Sewing Hints

   Fabric, Thread-covered, & Knob period buttons do not have holes or shanks. In most cases, you simply stitch up from the garment and through the gathered threads or fabric at the back of the button. Several wraps around the threads running from garment to button before knotting off is recommended.
   If you are using a fabric button on a heavy weight garment, you can create a thread shank by stitching up and back four times from the garment to points about halfway from the center to the edge of the button, and then wrapping around these threads as mentioned above. 
  The above diagram shows where to stitch to the back of the button after you bring the thread up through the attachment point on the garment. You go up from the garment, through the button at one of the points marked, and back down through the garment. When you are done, you will have eight threads running from the garment to the button. You then wrap and tie off around these threads.

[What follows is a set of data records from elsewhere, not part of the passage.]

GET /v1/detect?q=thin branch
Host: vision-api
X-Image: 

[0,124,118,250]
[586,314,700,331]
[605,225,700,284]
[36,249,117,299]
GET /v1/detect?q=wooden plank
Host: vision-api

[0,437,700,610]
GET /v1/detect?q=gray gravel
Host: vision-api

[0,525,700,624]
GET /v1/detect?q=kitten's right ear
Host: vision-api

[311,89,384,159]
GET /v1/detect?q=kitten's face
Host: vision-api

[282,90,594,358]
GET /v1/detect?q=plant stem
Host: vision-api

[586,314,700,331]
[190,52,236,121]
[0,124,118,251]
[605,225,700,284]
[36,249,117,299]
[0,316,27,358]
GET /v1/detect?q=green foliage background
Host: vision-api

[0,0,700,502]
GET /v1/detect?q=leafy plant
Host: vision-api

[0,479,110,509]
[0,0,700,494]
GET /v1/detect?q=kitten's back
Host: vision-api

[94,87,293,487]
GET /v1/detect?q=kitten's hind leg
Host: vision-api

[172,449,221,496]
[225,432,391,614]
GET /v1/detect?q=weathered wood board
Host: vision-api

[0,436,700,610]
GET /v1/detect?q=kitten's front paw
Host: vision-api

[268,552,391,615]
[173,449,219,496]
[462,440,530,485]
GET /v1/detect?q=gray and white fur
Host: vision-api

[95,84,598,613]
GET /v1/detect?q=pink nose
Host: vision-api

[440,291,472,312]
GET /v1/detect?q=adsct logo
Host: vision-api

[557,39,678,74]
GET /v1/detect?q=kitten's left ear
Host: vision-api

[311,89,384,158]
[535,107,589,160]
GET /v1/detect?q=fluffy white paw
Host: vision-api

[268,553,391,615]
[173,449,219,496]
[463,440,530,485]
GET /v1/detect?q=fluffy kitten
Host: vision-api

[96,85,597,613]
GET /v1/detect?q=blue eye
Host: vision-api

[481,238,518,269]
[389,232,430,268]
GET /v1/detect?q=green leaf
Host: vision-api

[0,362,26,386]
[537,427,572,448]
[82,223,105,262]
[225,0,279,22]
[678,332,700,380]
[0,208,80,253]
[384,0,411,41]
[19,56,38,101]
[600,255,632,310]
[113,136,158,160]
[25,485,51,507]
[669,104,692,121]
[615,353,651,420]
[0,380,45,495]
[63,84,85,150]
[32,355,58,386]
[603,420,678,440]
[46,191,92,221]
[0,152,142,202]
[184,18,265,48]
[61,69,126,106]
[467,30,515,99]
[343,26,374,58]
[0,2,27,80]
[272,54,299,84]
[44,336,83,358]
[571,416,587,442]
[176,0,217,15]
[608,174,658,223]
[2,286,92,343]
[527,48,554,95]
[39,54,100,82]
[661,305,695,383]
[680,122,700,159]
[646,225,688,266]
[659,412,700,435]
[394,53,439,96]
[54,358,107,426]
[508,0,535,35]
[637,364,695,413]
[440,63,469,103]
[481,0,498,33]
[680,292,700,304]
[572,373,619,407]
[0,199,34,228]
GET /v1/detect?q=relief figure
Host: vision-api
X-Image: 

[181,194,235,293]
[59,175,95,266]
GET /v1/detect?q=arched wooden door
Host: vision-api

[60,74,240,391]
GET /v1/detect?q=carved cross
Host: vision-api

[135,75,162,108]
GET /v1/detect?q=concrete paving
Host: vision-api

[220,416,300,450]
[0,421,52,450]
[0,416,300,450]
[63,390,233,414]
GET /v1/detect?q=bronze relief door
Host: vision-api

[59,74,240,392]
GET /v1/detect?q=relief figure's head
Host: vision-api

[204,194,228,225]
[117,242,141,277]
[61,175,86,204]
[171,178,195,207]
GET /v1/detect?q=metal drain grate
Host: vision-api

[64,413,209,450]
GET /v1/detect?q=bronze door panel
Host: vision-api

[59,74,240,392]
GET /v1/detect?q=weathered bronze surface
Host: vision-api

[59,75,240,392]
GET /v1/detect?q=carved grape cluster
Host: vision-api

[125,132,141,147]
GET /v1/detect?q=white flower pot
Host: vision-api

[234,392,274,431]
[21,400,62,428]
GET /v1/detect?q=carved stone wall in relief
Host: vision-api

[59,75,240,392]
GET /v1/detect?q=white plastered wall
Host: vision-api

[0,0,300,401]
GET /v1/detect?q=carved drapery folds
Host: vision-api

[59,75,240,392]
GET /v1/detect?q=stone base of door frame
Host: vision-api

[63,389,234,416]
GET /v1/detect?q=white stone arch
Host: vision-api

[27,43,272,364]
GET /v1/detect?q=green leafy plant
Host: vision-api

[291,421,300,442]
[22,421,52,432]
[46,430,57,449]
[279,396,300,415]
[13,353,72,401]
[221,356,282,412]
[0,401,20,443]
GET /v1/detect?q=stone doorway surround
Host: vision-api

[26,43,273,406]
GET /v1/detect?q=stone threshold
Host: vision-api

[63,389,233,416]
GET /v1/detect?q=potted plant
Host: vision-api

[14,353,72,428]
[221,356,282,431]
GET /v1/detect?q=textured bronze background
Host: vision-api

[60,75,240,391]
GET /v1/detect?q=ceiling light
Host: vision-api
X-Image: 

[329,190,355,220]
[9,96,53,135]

 The tan threads in the above photo illustrate how the button is attached using this method.

  Dorset Wheel buttons often have a length of thread coming from the button's rear center. Use this to apply the button to the garment, stitching through the center of the button several times. If you wish to made the attachment sturdier, you can also bring a stitch up through the garment, along the back of the button, stitch around the outside ring, and return along the underside of the button and back through the garment. Repeat this anchoring stitch from the garment to the opposite edge of the outside ring before knotting off.

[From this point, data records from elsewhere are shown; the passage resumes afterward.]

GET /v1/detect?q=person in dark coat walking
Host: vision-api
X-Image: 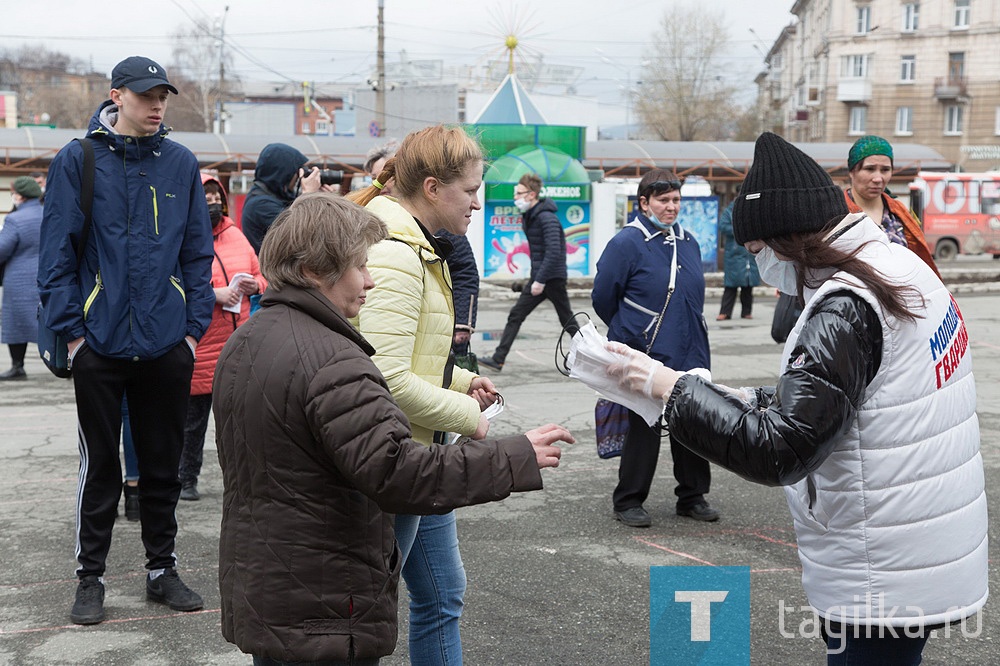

[479,173,579,372]
[716,201,760,321]
[240,143,330,253]
[0,176,42,381]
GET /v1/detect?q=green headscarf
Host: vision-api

[847,134,892,171]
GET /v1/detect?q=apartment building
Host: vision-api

[757,0,1000,171]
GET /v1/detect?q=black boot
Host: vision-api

[0,363,28,381]
[125,483,139,522]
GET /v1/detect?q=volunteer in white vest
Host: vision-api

[608,133,988,665]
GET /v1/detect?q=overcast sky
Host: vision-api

[0,0,794,123]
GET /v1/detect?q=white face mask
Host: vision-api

[756,245,798,296]
[646,210,670,231]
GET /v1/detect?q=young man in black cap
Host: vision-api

[38,56,215,624]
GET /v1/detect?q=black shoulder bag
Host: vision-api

[38,138,95,379]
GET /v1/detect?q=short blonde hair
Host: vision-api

[260,192,389,289]
[348,125,483,206]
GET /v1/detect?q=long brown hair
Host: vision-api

[764,219,924,322]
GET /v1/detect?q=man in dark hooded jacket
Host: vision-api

[479,173,578,372]
[240,143,329,254]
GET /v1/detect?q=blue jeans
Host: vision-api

[823,624,930,666]
[396,511,465,666]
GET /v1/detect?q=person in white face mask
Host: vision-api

[479,173,578,372]
[608,133,989,666]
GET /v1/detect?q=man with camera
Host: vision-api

[241,143,342,254]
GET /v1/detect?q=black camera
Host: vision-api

[306,167,344,185]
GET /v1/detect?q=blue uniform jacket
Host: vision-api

[38,100,215,359]
[591,215,711,370]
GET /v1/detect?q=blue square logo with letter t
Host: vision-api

[649,567,750,666]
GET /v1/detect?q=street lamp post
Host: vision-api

[596,49,648,141]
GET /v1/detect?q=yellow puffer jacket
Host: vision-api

[352,196,480,444]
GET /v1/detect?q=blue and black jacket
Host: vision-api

[591,214,711,371]
[38,100,215,360]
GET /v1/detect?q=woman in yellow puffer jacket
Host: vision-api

[349,125,496,666]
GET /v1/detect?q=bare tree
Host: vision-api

[0,45,110,129]
[636,3,742,141]
[168,20,238,132]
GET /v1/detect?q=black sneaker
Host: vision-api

[69,576,104,624]
[615,506,653,527]
[477,356,503,372]
[677,502,719,523]
[181,483,201,502]
[146,569,205,611]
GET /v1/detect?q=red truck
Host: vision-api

[910,171,1000,262]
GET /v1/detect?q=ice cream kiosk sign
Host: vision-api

[483,183,590,278]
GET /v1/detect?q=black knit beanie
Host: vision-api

[733,132,848,245]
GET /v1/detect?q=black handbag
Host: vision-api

[771,293,802,343]
[38,139,94,379]
[594,398,628,459]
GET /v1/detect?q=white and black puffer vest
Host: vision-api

[782,219,989,627]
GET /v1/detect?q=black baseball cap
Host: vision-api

[111,56,177,95]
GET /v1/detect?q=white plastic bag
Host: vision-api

[566,321,663,426]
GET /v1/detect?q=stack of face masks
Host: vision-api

[566,322,663,426]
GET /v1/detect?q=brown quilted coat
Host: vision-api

[213,287,542,661]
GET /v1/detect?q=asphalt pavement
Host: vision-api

[0,285,1000,666]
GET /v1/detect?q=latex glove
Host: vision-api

[607,342,681,400]
[214,287,243,307]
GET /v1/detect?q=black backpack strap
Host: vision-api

[74,138,95,266]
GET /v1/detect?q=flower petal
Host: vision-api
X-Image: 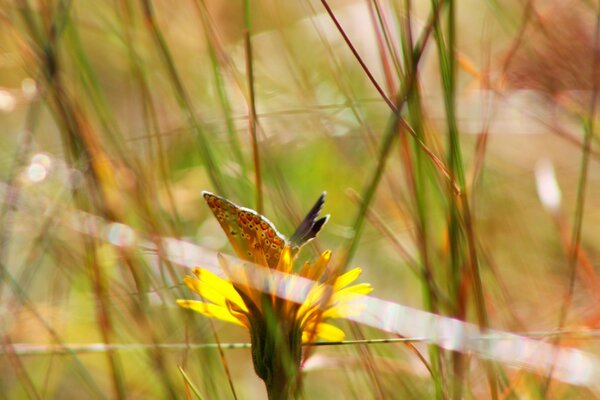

[333,268,362,291]
[189,268,248,311]
[177,300,246,327]
[302,322,346,342]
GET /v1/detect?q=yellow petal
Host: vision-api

[332,283,373,301]
[334,268,362,291]
[300,250,331,281]
[177,300,246,327]
[192,268,248,311]
[275,246,293,274]
[302,322,346,342]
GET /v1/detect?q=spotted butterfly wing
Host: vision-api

[202,192,287,268]
[202,192,329,268]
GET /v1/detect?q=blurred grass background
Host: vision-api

[0,0,600,399]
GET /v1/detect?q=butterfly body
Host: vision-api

[202,192,329,268]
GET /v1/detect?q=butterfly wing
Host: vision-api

[202,192,286,268]
[290,192,329,248]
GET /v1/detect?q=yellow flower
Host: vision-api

[177,247,372,342]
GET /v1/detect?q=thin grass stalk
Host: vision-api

[400,0,445,399]
[15,1,126,398]
[0,264,108,399]
[244,0,263,214]
[432,0,498,399]
[140,0,227,196]
[541,4,600,396]
[195,0,247,177]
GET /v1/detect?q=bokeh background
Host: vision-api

[0,0,600,399]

If you are adding buttons to an existing garment with buttonholes that are too large for the buttons, a few stitches can be used to close the end of the buttonhole opposite the edge of the fabric to improve the fit.
   Conversely, if you are constructing a garment that will have death head or other thread covered buttons, make sure that the buttonholes are generously sized, as a tight fit which rubs hard against the buttons will cause premature wear at the point where the threads wrap around the edge of the interior form.